Winbot: How well does it work?

Winbot: How well does it work?

By now, most of us have seen the little robots that vacuum your floor so you don't have to.  The latest trend in robotic cleaning is bots that clean big windows and mirrors -- and I finally got my hands on one.  It's called Winbot, by a Chinese company called Ecovacs Robotics. Retail price? Around $350.

Winbot weighs about two pounds and runs on electricity with a back-up battery -- in case the power cord gets unplugged, or the power goes out during use. The unit comes with a special cleaner and two cleaning pads that attach to the front and back of the undercarriage. The larger, front pad is sprayed with the cleaner, while the smaller back pad dries the glass as the bot moves over the window.

For our test, we smudged two 12' X 4' windows (previously sparkling clean) with water, dirt, vacuum dust and hand lotion.  Then, following instructions, placed the unit onto the window with the switch under the handle turned to the on position. The unit made loud humming sound as we held it to the window, 4 inches from the lower corner. When the indicator light turned blue the humming stopped and we were able to let go. The bot was security attached to the window using suction.

Next step -- press the start button. The Winbot immediatly turned and went to work, up, down and across the window in a controlled pattern that almost seemed like it knew where the dirt was.  When it missed a dirty area or left streaks, it  actually circled back up, down and across and cleaned the areas in question.

It took about 10 minutes to clean one glass panel.  When finished, the bot moved back to it's original position and made an audio alert to let us know it was time to release the suction and remove the unit from the window.  Overall, Winbot did a good job of cleaning. So yes, it works.  But you have to work too.

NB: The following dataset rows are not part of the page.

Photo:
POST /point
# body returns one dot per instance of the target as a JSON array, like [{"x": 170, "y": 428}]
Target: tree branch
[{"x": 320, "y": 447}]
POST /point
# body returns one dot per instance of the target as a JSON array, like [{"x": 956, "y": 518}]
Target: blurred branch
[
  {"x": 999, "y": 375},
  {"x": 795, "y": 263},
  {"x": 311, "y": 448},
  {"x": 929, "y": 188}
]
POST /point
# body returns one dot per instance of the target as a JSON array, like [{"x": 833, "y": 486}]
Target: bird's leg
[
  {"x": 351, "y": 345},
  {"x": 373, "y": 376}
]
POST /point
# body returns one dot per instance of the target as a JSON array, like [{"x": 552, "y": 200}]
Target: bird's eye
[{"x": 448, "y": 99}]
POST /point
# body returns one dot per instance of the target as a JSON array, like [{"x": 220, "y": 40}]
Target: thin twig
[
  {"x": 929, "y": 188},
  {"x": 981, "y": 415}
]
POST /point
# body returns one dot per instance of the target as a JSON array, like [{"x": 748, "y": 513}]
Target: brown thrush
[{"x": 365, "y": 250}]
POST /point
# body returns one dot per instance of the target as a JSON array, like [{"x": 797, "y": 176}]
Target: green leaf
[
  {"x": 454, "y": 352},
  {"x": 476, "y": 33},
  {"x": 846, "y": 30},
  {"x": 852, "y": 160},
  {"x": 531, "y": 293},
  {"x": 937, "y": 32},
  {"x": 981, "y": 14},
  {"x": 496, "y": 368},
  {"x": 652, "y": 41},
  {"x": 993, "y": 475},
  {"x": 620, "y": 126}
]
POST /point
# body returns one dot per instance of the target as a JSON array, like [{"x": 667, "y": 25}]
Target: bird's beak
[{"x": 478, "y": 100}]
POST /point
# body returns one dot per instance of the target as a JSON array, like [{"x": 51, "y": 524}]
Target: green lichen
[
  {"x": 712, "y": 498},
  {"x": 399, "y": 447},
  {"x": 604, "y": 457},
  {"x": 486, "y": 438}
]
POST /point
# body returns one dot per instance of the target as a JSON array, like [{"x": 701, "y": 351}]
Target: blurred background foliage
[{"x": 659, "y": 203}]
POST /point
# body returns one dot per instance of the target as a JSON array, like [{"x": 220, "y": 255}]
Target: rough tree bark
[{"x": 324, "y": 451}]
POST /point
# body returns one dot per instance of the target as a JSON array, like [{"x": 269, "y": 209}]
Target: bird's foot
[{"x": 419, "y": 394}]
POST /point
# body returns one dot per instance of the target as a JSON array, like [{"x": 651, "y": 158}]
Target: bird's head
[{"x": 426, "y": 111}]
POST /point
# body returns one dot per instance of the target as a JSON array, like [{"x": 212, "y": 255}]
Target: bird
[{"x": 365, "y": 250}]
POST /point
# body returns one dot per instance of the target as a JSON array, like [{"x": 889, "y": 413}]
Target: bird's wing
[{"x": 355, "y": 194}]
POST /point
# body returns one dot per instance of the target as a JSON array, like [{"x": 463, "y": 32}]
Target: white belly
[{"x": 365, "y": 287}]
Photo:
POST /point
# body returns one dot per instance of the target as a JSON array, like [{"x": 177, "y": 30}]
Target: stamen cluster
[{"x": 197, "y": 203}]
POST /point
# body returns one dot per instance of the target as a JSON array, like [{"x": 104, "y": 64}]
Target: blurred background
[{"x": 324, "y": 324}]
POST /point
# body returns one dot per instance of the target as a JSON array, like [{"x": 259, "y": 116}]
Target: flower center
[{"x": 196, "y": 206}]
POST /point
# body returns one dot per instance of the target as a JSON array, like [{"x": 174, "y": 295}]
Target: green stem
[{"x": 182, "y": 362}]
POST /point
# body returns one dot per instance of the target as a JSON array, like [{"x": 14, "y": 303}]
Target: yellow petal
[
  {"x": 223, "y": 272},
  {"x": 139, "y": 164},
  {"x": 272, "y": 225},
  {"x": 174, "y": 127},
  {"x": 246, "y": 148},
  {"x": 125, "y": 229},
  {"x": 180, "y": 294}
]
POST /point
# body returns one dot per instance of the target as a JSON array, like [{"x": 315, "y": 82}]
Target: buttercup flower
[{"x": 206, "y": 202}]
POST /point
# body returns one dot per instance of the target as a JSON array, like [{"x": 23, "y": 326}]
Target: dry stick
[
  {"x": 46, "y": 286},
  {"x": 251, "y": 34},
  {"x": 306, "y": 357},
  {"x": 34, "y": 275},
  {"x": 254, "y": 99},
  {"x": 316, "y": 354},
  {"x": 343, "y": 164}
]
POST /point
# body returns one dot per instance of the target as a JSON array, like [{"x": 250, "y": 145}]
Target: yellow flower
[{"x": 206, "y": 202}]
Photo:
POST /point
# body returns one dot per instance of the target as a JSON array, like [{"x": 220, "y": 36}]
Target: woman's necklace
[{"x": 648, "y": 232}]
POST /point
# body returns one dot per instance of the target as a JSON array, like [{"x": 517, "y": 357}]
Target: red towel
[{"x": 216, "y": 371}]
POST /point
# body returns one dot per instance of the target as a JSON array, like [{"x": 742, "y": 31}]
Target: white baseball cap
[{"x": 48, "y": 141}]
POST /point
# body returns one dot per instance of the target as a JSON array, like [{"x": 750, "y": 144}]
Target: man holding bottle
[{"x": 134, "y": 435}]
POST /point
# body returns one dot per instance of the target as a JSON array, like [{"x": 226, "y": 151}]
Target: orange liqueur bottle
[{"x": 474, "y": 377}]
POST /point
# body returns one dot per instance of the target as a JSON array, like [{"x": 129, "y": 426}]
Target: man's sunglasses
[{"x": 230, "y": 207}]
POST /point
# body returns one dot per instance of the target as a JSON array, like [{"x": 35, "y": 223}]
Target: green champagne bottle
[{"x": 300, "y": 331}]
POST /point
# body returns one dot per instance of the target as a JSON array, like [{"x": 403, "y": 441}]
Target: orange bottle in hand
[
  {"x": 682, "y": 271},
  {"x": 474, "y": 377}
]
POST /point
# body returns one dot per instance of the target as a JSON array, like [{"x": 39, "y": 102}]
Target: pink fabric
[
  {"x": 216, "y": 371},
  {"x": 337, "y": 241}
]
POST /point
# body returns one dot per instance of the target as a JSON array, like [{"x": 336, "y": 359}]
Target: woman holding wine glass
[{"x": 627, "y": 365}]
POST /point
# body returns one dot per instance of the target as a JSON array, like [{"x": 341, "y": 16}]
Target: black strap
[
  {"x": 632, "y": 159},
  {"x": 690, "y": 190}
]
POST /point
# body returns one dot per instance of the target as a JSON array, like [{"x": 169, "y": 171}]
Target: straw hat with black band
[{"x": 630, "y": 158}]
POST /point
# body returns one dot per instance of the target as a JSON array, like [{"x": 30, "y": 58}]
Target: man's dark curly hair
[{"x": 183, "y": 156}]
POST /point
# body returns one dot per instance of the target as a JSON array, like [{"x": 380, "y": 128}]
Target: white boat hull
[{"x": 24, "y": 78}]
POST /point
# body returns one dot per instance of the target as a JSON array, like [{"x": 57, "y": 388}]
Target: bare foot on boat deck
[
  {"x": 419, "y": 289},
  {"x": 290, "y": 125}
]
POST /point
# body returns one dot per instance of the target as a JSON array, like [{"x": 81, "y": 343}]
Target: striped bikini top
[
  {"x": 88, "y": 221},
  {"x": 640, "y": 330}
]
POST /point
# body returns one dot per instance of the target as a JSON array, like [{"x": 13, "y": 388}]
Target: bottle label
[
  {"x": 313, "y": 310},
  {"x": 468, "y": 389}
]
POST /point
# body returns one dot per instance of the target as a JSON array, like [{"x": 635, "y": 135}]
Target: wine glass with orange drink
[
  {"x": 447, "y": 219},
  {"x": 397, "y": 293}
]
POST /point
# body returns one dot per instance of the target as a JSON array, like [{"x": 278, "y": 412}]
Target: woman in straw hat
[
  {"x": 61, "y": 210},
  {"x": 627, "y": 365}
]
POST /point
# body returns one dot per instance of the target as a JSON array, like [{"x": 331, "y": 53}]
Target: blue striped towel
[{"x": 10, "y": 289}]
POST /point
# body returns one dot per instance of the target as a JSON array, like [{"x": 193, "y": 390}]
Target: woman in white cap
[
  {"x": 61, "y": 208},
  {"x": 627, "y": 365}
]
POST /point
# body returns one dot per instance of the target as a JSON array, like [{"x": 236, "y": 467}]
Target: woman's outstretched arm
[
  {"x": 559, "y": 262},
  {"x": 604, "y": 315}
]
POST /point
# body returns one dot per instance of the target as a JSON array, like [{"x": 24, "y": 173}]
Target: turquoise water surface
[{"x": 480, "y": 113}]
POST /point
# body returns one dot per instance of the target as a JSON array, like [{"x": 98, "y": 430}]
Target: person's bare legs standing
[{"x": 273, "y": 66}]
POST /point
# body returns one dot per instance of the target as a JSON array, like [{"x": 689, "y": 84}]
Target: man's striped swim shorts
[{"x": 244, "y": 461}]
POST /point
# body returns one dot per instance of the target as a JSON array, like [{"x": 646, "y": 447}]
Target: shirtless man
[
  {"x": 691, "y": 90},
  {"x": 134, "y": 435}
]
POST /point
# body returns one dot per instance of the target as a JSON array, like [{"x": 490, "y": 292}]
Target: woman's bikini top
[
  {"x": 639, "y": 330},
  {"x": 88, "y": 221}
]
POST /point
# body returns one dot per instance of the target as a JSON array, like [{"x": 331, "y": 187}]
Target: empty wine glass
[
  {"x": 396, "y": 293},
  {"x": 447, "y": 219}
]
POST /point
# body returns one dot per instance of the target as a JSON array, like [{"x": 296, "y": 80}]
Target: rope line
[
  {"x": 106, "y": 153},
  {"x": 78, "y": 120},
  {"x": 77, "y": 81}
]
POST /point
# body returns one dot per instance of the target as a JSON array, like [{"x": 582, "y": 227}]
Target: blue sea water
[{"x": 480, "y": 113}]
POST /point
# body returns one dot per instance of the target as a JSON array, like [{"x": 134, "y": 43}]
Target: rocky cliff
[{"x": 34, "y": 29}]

As our partners at Consumer Reports pointed out during their tests- it not a matter of set it and forget it.  You must spray the pad, move the bot from one window to the next, and be there when the Winbot stops to detach it from the window. You need to be in the vicinity in case it becomes necessary to interrupt the process for some reason.  We also found you'll likely need to wipe away residual water that's left behind when you take it off the window.
 
The instructions make it clear that the Winbot is not intended to replace heavy duty or first time cleaning- only maintenance.  That means you'll need to do an initial cleaning first the low-tech way.  Some people report streaking with the Winbot, but we did not have that experience. Winbot is not designed for small windows. And where height is concerned, you can only use the unit on windows the unit can easily clean without straining the attached power cord. The Winbot is not designed to be used with regular household power cords but the company does sell its own power cords designed specifically for the unit.